In a summary of 278 cases from 3 studies reviewing mortality from COVID-19 in Wuhan, China between December 2019 and March 2020 the clinical characteristics of the non-survivors included adult males, age older than 50 years and comorbidities included diabetes [34]. Since the onset of the epidemic diabetes has been described as a predictor of mortality. In a case series from Wuhan, China which examined 168 COVID-19 patients who died, diabetes was the second most common comorbidity observed in 42 patients (25%), the most common being hypertension in 84 patients (50%) and the least common ischemic heart disease in 31 patients (18.5%) [35]. In a study that analyzed mortality causes among 44,672 cases of COVID-19, there were 1,073 mortalities (2.3%) and among the diabetics there was a high case fatality rate (7.3%) [36]. A meta-analysis by Varikasuvu et al. demonstrated that COVID-19 patients with diabetes have a significantly higher risk of disease severity (OR = 2.20, 95% CI = 1.69–2.86, Z = 5.82, p < 0.00001) and associated mortality outcomes (OR = 2.52, 95% CI = 1.93–3.30, Z = 6.79, p = < 0.00001) [37]. In our study, there were 52 patients with COVID-19 and diabetes, 18 of them (16% of the cohort, 90% of deaths) died, the difference was statistically significant on univariate (p<0.001) and multivariable (p = 0.004) analysis. There were 60 patients without diabetes, 58 (96.7%) of them survived and 2 (3.3%) died, the difference between mortality in the cohort with diabetes, compared to that without was statistically significant (p<0.001).
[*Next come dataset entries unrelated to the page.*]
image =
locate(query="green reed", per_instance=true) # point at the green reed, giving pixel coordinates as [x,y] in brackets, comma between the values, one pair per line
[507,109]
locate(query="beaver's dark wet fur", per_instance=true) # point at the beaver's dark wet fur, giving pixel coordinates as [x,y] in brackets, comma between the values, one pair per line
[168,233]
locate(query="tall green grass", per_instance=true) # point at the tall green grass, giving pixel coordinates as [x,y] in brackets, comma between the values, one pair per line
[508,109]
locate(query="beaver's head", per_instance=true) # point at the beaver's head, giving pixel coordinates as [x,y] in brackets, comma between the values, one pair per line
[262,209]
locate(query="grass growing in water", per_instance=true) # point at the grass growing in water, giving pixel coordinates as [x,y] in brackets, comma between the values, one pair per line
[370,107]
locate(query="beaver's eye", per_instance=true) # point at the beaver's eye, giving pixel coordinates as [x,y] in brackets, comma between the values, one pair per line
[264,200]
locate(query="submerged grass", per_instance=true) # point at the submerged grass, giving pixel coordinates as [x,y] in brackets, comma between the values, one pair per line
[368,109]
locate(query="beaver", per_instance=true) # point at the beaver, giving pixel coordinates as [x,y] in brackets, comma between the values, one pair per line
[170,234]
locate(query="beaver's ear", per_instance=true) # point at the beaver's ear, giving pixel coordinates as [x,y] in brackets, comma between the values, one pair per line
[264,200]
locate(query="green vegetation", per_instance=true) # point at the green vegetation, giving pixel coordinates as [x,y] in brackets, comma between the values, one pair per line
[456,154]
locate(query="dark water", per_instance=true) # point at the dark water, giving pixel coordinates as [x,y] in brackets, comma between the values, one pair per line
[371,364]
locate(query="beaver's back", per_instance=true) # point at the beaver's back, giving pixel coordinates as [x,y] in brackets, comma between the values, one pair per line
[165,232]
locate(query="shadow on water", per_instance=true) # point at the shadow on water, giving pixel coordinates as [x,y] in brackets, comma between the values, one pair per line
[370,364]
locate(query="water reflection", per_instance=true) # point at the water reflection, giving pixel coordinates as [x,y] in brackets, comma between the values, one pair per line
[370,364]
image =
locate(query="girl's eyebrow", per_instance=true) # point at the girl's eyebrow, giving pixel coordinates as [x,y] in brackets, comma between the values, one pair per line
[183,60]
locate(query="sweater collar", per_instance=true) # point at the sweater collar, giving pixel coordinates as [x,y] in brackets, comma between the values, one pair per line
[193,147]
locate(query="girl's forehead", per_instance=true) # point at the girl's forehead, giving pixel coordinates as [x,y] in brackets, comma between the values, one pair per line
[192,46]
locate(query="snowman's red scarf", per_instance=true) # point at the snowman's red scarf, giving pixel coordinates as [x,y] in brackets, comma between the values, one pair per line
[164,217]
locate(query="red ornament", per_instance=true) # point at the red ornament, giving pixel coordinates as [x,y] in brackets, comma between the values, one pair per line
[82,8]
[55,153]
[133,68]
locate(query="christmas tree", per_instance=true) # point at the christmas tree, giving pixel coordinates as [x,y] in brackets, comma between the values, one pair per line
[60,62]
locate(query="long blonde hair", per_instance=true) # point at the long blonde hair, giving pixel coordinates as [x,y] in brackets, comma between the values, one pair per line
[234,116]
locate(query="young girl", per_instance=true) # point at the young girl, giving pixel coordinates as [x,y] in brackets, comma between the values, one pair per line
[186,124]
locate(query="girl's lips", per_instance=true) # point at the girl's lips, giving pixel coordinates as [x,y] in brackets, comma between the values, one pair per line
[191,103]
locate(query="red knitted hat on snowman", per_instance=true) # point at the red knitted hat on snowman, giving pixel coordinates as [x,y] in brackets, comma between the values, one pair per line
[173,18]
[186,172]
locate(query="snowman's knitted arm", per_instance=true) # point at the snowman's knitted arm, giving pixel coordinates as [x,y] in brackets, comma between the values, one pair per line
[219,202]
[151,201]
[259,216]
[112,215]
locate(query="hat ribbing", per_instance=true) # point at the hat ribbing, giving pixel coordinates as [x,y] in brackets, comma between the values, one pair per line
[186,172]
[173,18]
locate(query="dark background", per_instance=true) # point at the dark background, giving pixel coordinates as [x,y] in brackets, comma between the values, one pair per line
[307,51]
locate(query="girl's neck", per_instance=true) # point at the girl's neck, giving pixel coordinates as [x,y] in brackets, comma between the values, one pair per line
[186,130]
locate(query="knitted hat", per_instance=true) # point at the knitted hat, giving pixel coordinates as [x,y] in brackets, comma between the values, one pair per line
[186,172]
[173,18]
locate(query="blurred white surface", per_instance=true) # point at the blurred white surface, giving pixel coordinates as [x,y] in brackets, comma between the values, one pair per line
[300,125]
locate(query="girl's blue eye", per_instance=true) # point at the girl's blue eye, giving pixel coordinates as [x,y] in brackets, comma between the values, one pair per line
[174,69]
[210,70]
Angiotensin converting enzyme 2 (ACE2), which is the functional host receptor for SARS-CoV-2 [38], may be partially responsible for the severity of the disease in diabetics. The increase of ACE2 in pneumocytes [39] can be associated with changes in severity of COVID-19 in diabetic patients compared to non-diabetics, resulting in higher mortality in diabetic subjects [40]. The higher ACE2 expression in the lungs could enable SARS-CoV-2 entry and replication in diabetics, is possibly related to severity of COVID-19, helping to explain worse outcomes in this group of patients [41]. ACE2 expression is crucial to activate anti-inflammatory and anti-fibrotic processes in the lung and to maintain the vascular integrity of lung blood vessels [42]. Another route of infection is via transmembrane protease serine 2 (TMPRSS2) driven cleavage of SARS-CoV-2 escorted through ACE2 [43]. Thus, ACE2 overexpression in diabetic patients may possibly provide an insight into the statistically significant increased mortality in diabetics in general and in our cohort of COVID-19 patients specifically despite treatment with CCP early on in their disease. On the other hand, lower levels of ACE-2 may influence severity of COVID-19, possibly via the renin-angiotensin-aldosterone system [44].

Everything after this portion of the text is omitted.